Mr. Koushik Chatterjee, Executive Director and Chief Financial Officer:

“Tata Steel has continued to perform despite the challenging operating environment. For the quarter ended 30th September 2025, EBITDA margin improved by 145 bps QoQ and 280 bps for the half year, reflecting operational strength and cost discipline. Consolidated revenues for the quarter stood at Rs 58,689 crores, while EBITDA was Rs 9,106 crores, translating to a margin of ~16% or Rs 11,518 per ton. This performance was underpinned by sharp focus on cost transformation program, which delivered around Rs 2,561 crores for the quarter and around Rs 5,450 crores for the half year. India performance has been aided by strong growth in volumes. NINL, our strategic lever to expand in long products business, generated EBITDA, of around Rs 260 crores. Netherlands EBITDA was higher by €28 million QoQ, as we make progress on restoring competitiveness. However, UK EBITDA declined by £24 million on QoQ basis due to subdued prices on account of UK safeguard quotas exceeding prevalent demand.

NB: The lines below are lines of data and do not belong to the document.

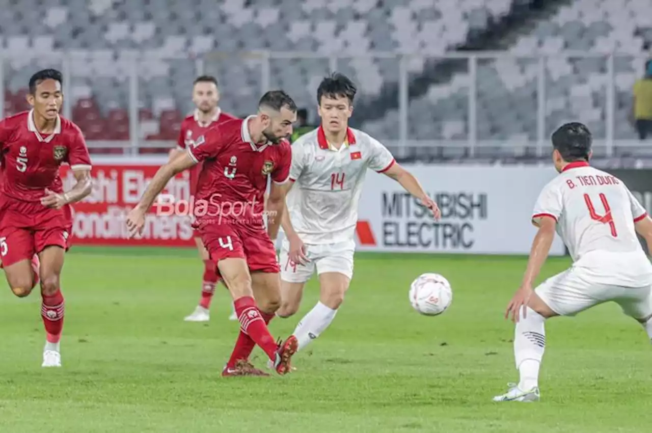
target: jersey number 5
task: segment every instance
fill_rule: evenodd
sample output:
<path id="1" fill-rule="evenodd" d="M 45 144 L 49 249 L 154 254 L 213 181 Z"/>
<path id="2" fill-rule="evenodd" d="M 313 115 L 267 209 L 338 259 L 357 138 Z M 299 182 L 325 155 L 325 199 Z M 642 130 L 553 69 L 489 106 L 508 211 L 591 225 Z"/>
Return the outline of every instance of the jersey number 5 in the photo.
<path id="1" fill-rule="evenodd" d="M 344 189 L 344 173 L 331 173 L 331 189 L 335 189 L 335 187 L 339 185 L 339 189 Z"/>
<path id="2" fill-rule="evenodd" d="M 618 233 L 615 231 L 615 223 L 614 222 L 614 216 L 612 215 L 611 207 L 609 206 L 609 202 L 607 202 L 606 196 L 600 192 L 598 196 L 600 197 L 600 201 L 602 203 L 602 207 L 604 208 L 604 215 L 598 215 L 598 213 L 595 211 L 595 207 L 593 206 L 593 202 L 591 201 L 591 197 L 589 197 L 589 194 L 584 194 L 584 202 L 586 203 L 586 207 L 589 208 L 589 214 L 591 215 L 591 219 L 602 222 L 603 224 L 609 224 L 612 236 L 617 237 Z"/>
<path id="3" fill-rule="evenodd" d="M 27 158 L 26 157 L 16 157 L 16 168 L 21 173 L 25 173 L 27 170 Z"/>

We remain focused on volume growth in India, strengthening our raw material linkages and optimising capital allocation. We are closely monitoring policy developments in EU and UK and will look to prioritise, optimise and sequence the decarbonisation capex spend such that it is affordable to all stakeholders. Overall, operating cash flows before capex and dividend were ~Rs 7,000 crores and we have spent Rs 3,250 crores towards capital expenditure in the quarter and Rs 7,079 crores during the half year. In line with efforts to optimise debt portfolio, we have reduced TSUK debt by £540 million during the quarter and our consolidated gross debt has decreased by around Rs 3,300 cores QoQ to Rs 95,643 crores. On 12th November, Tata Steel executed a share purchase agreement with BlueScope Steel to acquire the balance 50% stake in Tata BlueScope Steel Private Limited. This is in line with our objective to grow the downstream portfolio. Following the acquisition, TBSPL will become a 100% subsidiary of Tata Steel. We remain committed to operational excellence, cost optimisation, and disciplined working capital management to maximise cash flows.”